Cross-modal transfer of statistical learning under unimodal and multimodal learning conditions

doi:10.3724/SP.J.1041.2026.0590

Abstract

Abstract:

Statistical learning is a core cognitive ability that enables humans to extract regularities from the environment. However, the characteristics and mechanisms underlying its cross-modal transfer remain theoretically contentious. This study systematically investigated the cross-modal transfer mechanisms of statistical learning across the visual and auditory modalities through four experiments. Experiment 1 employed a classic statistical learning paradigm to validate individuals’ visual statistical learning ability using animal pictures as stimuli. In Experiment 2, following unimodal visual learning, participants were tested with either animal pictures or animal sounds. Results revealed no significant difference in statistical learning performance between the two test conditions, thus confirming cross-modal transfer from vision to audition. Experiment 3 presented synchronized audio-visual streams consisting of animal pictures and meaningless syllables; the results indicated that the vision-to-audition transfer effect remained stable irrespective of whether the auditory stream contained statistical regularities. Experiment 4 further presented synchronized audio-visual streams of animal sounds and meaningless shapes, which demonstrated that robust cross-modal transfer also occurs from audition to vision. Collectively, these findings verify that statistical learning exhibits robust bidirectional cross-modal transfer capability, thereby providing empirical support for the theoretical perspective that statistical learning is modality-general. The cognitive underpinnings of this capacity may reside in a hierarchical parallel system for representing statistical structures.

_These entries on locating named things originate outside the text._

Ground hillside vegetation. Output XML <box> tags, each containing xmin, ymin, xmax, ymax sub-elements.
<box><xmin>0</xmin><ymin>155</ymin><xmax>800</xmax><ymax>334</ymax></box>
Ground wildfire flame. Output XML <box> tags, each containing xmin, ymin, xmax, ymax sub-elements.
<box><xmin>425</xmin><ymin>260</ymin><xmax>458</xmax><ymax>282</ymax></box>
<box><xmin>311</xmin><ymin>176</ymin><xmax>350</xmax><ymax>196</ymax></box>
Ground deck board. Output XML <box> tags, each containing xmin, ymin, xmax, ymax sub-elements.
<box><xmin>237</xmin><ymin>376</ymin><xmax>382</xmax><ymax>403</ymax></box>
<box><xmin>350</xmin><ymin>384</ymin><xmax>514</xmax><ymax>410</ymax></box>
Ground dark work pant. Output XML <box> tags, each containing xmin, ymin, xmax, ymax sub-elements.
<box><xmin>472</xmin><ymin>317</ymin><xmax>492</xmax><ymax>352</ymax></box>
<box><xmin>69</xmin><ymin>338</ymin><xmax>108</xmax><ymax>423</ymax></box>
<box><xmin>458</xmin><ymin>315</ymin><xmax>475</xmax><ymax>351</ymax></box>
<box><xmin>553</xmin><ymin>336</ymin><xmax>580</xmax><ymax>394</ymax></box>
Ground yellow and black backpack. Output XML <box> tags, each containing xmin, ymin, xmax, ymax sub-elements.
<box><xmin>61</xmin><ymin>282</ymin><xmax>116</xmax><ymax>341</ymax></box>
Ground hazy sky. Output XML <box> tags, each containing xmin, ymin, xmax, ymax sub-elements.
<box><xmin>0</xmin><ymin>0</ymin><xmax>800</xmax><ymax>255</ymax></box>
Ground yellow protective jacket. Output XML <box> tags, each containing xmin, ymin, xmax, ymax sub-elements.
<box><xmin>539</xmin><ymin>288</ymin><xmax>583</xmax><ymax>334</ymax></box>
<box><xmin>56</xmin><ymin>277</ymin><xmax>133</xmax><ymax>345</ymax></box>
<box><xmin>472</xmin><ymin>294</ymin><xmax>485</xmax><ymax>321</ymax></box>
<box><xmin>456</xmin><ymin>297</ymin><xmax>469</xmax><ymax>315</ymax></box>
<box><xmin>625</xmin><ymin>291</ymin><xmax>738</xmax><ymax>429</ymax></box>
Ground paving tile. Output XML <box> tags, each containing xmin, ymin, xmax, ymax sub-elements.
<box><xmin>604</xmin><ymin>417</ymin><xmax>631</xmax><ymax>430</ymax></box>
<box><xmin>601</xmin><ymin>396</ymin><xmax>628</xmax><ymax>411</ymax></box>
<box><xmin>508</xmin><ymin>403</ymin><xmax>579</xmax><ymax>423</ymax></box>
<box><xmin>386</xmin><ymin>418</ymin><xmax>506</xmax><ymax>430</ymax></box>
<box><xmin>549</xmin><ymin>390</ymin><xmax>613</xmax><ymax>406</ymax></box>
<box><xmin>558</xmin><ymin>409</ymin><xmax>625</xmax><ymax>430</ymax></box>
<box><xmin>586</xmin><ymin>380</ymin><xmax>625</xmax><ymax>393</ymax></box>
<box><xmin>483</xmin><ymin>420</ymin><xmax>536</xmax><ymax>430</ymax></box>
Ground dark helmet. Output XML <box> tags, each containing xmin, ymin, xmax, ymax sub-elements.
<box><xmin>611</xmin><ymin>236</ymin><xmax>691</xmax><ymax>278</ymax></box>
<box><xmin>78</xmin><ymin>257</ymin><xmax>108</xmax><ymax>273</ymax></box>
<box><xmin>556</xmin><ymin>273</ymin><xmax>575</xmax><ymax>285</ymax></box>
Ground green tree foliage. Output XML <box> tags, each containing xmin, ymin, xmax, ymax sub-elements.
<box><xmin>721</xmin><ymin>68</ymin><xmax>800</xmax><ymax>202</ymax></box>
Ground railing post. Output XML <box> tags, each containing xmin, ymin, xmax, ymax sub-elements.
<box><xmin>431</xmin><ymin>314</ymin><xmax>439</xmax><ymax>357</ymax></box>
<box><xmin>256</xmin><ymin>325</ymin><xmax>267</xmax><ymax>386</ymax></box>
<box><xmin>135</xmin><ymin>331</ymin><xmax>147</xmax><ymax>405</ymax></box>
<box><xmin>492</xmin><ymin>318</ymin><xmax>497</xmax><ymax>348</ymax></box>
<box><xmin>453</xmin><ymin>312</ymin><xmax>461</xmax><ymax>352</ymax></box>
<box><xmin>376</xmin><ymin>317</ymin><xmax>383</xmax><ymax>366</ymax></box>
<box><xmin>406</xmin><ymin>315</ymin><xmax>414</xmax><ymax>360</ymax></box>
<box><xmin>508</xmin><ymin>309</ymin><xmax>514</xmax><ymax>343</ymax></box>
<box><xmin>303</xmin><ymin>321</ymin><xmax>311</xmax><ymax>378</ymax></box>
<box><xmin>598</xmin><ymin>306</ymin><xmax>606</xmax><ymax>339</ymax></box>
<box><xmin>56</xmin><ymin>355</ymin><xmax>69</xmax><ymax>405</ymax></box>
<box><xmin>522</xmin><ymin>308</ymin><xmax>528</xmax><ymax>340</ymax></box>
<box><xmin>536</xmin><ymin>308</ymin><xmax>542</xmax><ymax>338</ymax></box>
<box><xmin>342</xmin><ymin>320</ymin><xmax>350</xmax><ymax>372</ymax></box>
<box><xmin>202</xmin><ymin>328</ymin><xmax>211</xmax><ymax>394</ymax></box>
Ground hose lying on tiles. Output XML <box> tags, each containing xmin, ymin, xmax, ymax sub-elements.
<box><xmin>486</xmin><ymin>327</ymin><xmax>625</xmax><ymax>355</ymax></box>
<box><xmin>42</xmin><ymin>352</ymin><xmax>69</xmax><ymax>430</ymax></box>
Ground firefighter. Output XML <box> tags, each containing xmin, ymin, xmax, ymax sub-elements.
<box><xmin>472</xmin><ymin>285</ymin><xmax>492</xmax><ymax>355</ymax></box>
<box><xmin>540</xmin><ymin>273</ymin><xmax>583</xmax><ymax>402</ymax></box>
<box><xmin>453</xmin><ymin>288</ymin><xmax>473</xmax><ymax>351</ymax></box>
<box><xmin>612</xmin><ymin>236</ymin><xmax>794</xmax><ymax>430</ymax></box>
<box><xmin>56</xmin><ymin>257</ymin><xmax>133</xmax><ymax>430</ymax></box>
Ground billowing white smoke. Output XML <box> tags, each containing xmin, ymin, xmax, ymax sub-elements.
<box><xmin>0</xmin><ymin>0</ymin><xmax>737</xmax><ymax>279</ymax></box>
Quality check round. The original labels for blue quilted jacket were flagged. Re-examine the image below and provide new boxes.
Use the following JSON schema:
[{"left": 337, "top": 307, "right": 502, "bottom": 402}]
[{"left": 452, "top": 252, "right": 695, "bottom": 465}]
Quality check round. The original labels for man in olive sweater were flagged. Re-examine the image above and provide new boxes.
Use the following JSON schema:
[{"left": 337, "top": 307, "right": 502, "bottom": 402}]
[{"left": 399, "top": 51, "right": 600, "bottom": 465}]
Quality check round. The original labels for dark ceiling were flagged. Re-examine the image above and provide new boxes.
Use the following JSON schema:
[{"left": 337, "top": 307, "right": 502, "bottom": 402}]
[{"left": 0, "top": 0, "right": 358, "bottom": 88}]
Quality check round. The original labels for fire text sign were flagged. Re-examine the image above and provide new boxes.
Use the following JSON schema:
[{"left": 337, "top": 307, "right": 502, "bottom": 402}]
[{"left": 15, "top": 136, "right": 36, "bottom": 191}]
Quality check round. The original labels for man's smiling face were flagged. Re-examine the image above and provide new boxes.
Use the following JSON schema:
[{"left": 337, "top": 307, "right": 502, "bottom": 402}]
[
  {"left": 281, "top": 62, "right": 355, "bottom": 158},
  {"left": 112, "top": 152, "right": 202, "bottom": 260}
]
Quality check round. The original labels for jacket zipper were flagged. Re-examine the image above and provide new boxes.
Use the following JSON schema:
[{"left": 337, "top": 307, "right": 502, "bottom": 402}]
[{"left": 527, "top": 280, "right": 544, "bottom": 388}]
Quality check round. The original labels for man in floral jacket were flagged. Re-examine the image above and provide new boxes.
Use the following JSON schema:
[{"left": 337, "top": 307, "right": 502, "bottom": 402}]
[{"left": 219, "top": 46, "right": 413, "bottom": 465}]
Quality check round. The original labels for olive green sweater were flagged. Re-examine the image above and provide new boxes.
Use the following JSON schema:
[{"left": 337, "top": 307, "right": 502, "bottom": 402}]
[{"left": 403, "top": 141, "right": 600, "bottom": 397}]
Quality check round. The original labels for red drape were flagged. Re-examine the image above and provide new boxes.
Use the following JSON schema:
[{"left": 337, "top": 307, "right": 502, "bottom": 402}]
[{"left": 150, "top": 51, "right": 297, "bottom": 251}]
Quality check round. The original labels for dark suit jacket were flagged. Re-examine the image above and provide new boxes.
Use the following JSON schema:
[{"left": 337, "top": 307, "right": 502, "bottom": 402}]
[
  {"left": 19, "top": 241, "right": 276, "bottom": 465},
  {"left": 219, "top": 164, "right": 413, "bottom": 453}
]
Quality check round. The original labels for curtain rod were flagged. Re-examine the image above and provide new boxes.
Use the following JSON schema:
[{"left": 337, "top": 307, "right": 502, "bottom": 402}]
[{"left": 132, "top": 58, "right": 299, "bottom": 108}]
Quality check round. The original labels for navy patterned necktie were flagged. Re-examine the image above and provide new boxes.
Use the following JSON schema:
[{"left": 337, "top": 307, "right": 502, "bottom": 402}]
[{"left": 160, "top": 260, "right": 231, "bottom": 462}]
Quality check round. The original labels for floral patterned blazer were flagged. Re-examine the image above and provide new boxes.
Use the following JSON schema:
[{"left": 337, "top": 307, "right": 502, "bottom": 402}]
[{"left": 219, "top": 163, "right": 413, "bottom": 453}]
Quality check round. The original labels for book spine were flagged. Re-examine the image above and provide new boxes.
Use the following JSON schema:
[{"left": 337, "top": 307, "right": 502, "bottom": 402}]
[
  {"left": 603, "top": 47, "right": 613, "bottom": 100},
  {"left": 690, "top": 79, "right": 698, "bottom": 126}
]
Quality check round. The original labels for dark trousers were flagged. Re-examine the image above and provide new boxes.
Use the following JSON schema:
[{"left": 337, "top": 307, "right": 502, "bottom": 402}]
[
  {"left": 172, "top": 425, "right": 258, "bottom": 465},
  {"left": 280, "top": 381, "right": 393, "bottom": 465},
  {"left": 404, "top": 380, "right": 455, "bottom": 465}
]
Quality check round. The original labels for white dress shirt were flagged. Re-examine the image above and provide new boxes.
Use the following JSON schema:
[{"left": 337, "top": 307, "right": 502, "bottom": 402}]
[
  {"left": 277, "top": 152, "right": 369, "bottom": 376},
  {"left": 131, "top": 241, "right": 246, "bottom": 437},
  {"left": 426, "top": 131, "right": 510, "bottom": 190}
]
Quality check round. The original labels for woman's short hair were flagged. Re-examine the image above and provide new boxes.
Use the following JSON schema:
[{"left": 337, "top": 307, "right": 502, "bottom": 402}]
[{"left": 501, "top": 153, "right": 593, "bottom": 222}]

Key words: statistical learning, animal pictures, animal sounds, multimodal, cross-modal transfer

TANG Yi, ZHAO Yajun, ZENG Qingzhang, ZHANG Zhijun, WU Shengnan. (2026). Cross-modal transfer of statistical learning under unimodal and multimodal learning conditions. Acta Psychologica Sinica, 58(4), 590-602.

Figures/Tables 7

Figure 1. Animal pictures used in all four experiments.

Figure 2. Examples from the familiarization phase (A) and test phase in Experiment 1.

Figure 3. Examples of stimulus presentation during the familiarization phase (A) and the animal picture triplets (B) and animal sound triplets (C) during the test phase in Experiment 2.

Figure 4. Percentage of triplets chosen as familiar in experiment 1 and experiment 2. Error bars represent standard errors of the means. Chance level, indicated by the dashed line, is 50%.

Figure 5. Examples of stimulus presentation during the familiarization phase(A) and the animal picture triplets(B), animal sound triplets(C) and nonsense syllable triplets(D) during the test phase in Experiment 3.

Figure 6. Percentage of triplets chosen as familiar in experiment 3. Error bars represent standard errors of the means. Chance level, indicated by the dashed line, is 50%.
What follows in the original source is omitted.